= GraphCrunch =

GraphCrunch is a comprehensive, parallelizable, and easily extendible open source software tool for analyzing and modeling large biological networks (or graphs); it compares real-world networks against a series of random graph models with respect to a multitude of local and global network properties.

==Motivation==
Recent technological advances in experimental biology have yielded large amounts of biological network data. Many other real-world phenomena have also been described in terms of large networks (also called graphs), such as various types of social and technological networks. Thus, understanding these complex phenomena has become an important scientific problem that has led to intensive research in network modeling and analyses.
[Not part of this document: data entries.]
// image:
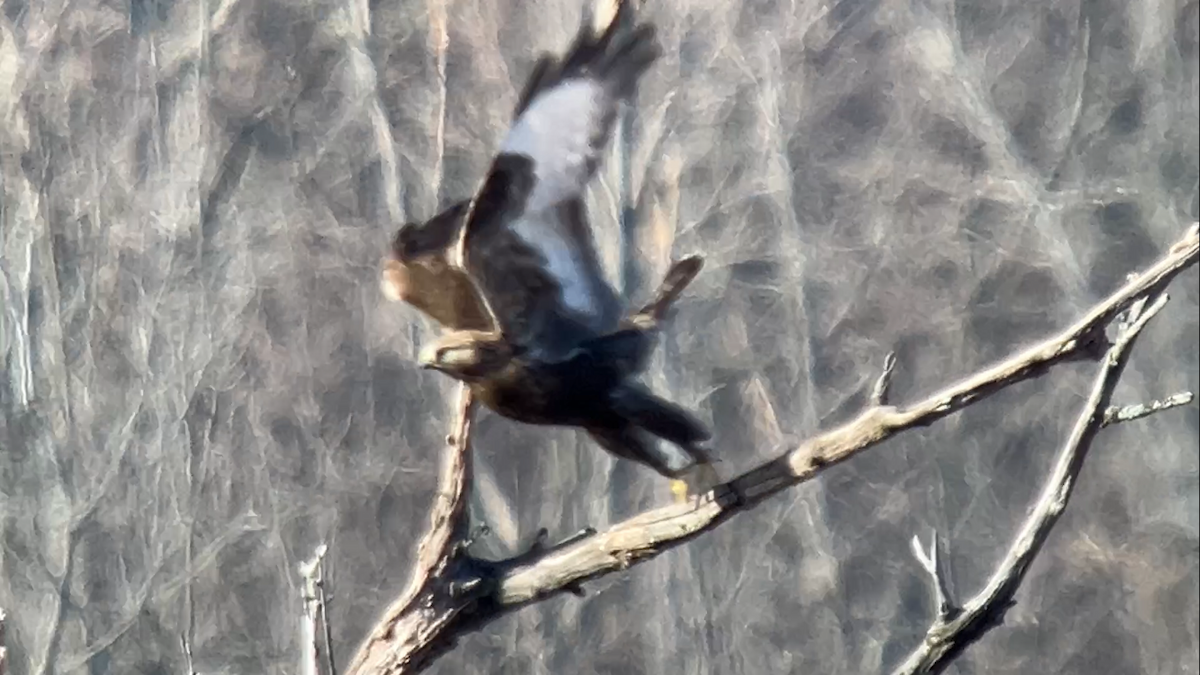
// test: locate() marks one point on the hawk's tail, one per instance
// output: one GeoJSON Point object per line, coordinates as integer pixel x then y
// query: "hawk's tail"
{"type": "Point", "coordinates": [677, 279]}
{"type": "Point", "coordinates": [667, 420]}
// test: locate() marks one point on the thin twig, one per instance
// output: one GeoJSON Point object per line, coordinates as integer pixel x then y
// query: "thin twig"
{"type": "Point", "coordinates": [1115, 414]}
{"type": "Point", "coordinates": [427, 620]}
{"type": "Point", "coordinates": [187, 653]}
{"type": "Point", "coordinates": [951, 634]}
{"type": "Point", "coordinates": [330, 664]}
{"type": "Point", "coordinates": [4, 650]}
{"type": "Point", "coordinates": [310, 571]}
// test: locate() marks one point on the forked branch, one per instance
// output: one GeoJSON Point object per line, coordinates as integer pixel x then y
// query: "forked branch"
{"type": "Point", "coordinates": [454, 593]}
{"type": "Point", "coordinates": [955, 627]}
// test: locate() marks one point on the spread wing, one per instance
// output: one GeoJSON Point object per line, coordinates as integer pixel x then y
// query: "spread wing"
{"type": "Point", "coordinates": [527, 243]}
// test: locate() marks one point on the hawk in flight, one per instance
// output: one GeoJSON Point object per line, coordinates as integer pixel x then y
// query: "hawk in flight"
{"type": "Point", "coordinates": [537, 330]}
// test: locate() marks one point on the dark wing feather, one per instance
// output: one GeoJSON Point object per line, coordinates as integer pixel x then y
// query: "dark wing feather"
{"type": "Point", "coordinates": [527, 243]}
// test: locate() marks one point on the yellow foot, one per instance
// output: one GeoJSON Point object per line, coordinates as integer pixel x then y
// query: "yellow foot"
{"type": "Point", "coordinates": [699, 481]}
{"type": "Point", "coordinates": [679, 490]}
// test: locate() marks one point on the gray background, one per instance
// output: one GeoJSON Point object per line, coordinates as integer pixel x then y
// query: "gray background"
{"type": "Point", "coordinates": [202, 380]}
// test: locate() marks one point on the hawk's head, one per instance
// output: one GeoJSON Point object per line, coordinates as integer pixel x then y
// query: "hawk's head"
{"type": "Point", "coordinates": [467, 354]}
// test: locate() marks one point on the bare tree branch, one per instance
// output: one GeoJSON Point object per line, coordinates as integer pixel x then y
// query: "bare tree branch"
{"type": "Point", "coordinates": [4, 650]}
{"type": "Point", "coordinates": [427, 620]}
{"type": "Point", "coordinates": [955, 628]}
{"type": "Point", "coordinates": [424, 611]}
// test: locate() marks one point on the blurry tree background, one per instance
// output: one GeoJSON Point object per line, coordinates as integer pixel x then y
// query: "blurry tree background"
{"type": "Point", "coordinates": [202, 381]}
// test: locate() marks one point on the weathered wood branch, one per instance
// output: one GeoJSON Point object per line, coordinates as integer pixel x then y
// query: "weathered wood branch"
{"type": "Point", "coordinates": [453, 593]}
{"type": "Point", "coordinates": [957, 627]}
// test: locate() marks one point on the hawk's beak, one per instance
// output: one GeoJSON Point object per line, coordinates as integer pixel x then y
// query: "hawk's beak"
{"type": "Point", "coordinates": [427, 358]}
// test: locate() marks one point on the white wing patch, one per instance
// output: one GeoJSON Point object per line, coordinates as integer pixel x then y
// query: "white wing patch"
{"type": "Point", "coordinates": [541, 231]}
{"type": "Point", "coordinates": [556, 132]}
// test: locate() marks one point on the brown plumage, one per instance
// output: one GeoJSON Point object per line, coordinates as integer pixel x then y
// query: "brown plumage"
{"type": "Point", "coordinates": [419, 272]}
{"type": "Point", "coordinates": [552, 346]}
{"type": "Point", "coordinates": [593, 388]}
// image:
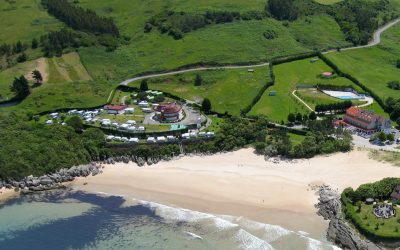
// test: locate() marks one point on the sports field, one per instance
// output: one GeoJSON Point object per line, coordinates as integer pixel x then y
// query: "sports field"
{"type": "Point", "coordinates": [288, 77]}
{"type": "Point", "coordinates": [236, 42]}
{"type": "Point", "coordinates": [229, 90]}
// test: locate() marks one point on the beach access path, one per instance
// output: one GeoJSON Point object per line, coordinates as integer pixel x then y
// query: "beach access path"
{"type": "Point", "coordinates": [240, 183]}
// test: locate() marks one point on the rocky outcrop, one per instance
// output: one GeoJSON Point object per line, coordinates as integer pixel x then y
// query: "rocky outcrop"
{"type": "Point", "coordinates": [339, 232]}
{"type": "Point", "coordinates": [51, 181]}
{"type": "Point", "coordinates": [140, 161]}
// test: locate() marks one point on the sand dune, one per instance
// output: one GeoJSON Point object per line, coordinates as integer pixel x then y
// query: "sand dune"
{"type": "Point", "coordinates": [239, 183]}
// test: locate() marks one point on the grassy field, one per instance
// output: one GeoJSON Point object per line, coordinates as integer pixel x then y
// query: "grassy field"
{"type": "Point", "coordinates": [242, 41]}
{"type": "Point", "coordinates": [288, 76]}
{"type": "Point", "coordinates": [68, 85]}
{"type": "Point", "coordinates": [24, 20]}
{"type": "Point", "coordinates": [328, 2]}
{"type": "Point", "coordinates": [376, 66]}
{"type": "Point", "coordinates": [67, 68]}
{"type": "Point", "coordinates": [228, 90]}
{"type": "Point", "coordinates": [379, 226]}
{"type": "Point", "coordinates": [7, 77]}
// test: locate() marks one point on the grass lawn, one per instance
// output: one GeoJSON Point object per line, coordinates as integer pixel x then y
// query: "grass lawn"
{"type": "Point", "coordinates": [376, 66]}
{"type": "Point", "coordinates": [288, 76]}
{"type": "Point", "coordinates": [328, 2]}
{"type": "Point", "coordinates": [68, 86]}
{"type": "Point", "coordinates": [242, 41]}
{"type": "Point", "coordinates": [7, 76]}
{"type": "Point", "coordinates": [295, 138]}
{"type": "Point", "coordinates": [228, 90]}
{"type": "Point", "coordinates": [386, 227]}
{"type": "Point", "coordinates": [24, 20]}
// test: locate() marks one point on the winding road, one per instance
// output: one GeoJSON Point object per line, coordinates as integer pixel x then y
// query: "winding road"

An important step towards understanding biological networks is finding an adequate network model. Evaluating the fit of a model network to the data is a formidable challenge, since network comparisons are computationally infeasible and thus have to rely on heuristics, or "network properties." GraphCrunch automates the process of generating random networks drawn from a series of random graph models and evaluating the fit of the network models to a real-world network with respect to a variety of global and local network properties.

==Features==
GraphCrunch performs the following tasks:

1) computes user specified global and local properties of an input real-world network,

2) creates a user specified number of random networks belonging to user specified random graph models,

3) compares how closely each model network reproduces a range of global and local properties (specified in point 1 above) of the real-world network, and

4) produces the statistics of network property similarities between the data and the model networks.

==Network models supported by GraphCrunch==
GraphCrunch currently supports five different types of random graph models:
1. Erdös-Rényi random graphs;
2. random graphs with the same degree distribution as the data;
3. Barabási-Albert preferential-attachment scale-free networks;
4. n-dimensional geometric random graphs (for all positive integers n); and
5. stickiness model networks.

==Network properties supported by GraphCrunch==
GraphCrunch currently supports seven global and local network properties:
1. degree distribution;
2. clustering coefficient;
3. clustering spectrum;
4. average diameter;
5. spectrum of shortest path lengths;
6. relative graphlet frequency distance; and
7. graphlet degree distribution agreement.

==Applications==
GraphCrunch has been used to find an optimal network model for protein-protein interaction networks, as well as for protein structure networks.